There are many examples of embroidered headwear from early 16th century Germany, usually in the form of a band along the front edge, framing the face. Textiler Hausrat (1990) notes that most women had both plain and decorated versions to wear, with bands of gold or embroidery.

These examples show more elaborate embroidery than the previous set:

This time, I wanted to make a Steuchlein which was gathered into the back. I still had not understood the layered construction, so I planned to make this as a constructed piece, with the pleats sewn in.

For the embroidery, I wanted something larger that the previous delicate edge. At that stage I had no access to the German modelbooks, so I used a pattern from Nicolo Zoppolini’s Universali 1537, which looked appropriate (Evans 1988), combined with a simple band design.

It is clear that Zoppolini’s work was based on one or more German modelbooks, although the scrolling leaf design it does not appear in the examples examined in German Modelbucher (McNealy 2018). However the ‘scroll and band’ is a common aesthetic seen in several of Schönsperger’s modelbooks.


I wanted more structure than my previous Steuchlein, so I made a linen cap with a padded roll, to counteract my short hair. I based the design on the Haube I made some years earlier, which fit well. I put the cap on my headform and draped and pinned fabric to draft the pattern, before cutting in linen.

I worked the embroidery on 32 count linen, in long-armed cross stitch using Madeira black silk thread, worked in the hand.  I hemmed the front edge before pinning back onto the headform, so I could pin the pleats at the back. I sewed the pleats in place at the back, trimmed and finished them off inside.

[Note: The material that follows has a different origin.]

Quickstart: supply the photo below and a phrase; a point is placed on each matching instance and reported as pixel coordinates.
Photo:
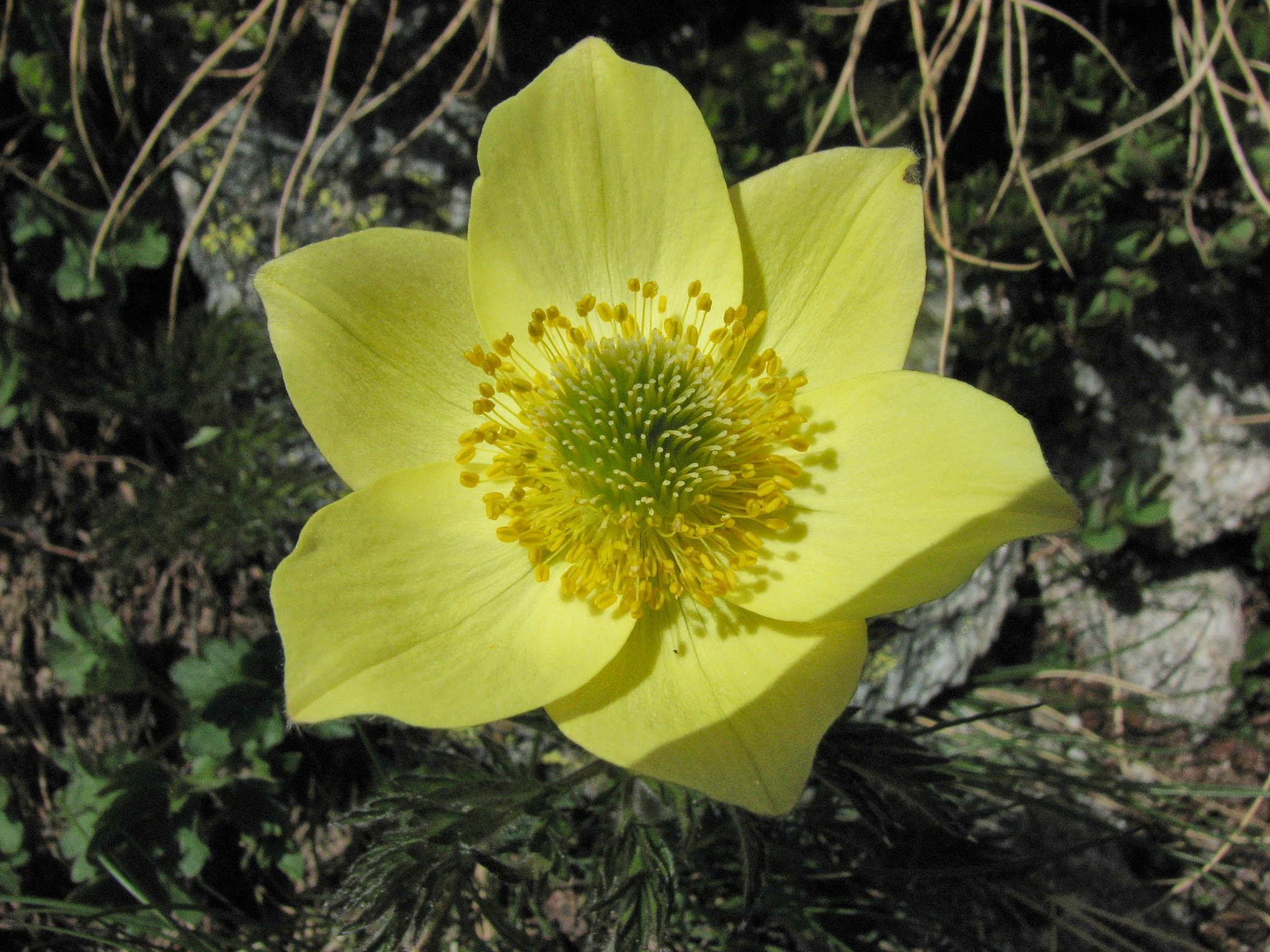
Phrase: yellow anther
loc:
(654, 537)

Although I made this to go over a padded cap, I then did a major re-think on on the whole Steuchlein structure – with a solid Wulst and flat linens. The pre-made ‘cap’ approach did not work so well over the larger Wulst, but I continued to wear it for some time.

Although I loved the embroidery, the cap itself was a pain to wash and iron and did not really sit properly over the new Wulst. I decided to retire this headwear, but keep the embroidery.

I cut the embroidered strip off, filled in the embroidery on the corners (covered before, so they were not worked) and hemmed it all around to use as an addition to a plain Steuchlein, as seen in this medal of Elizabeth Kreler. It works so much better!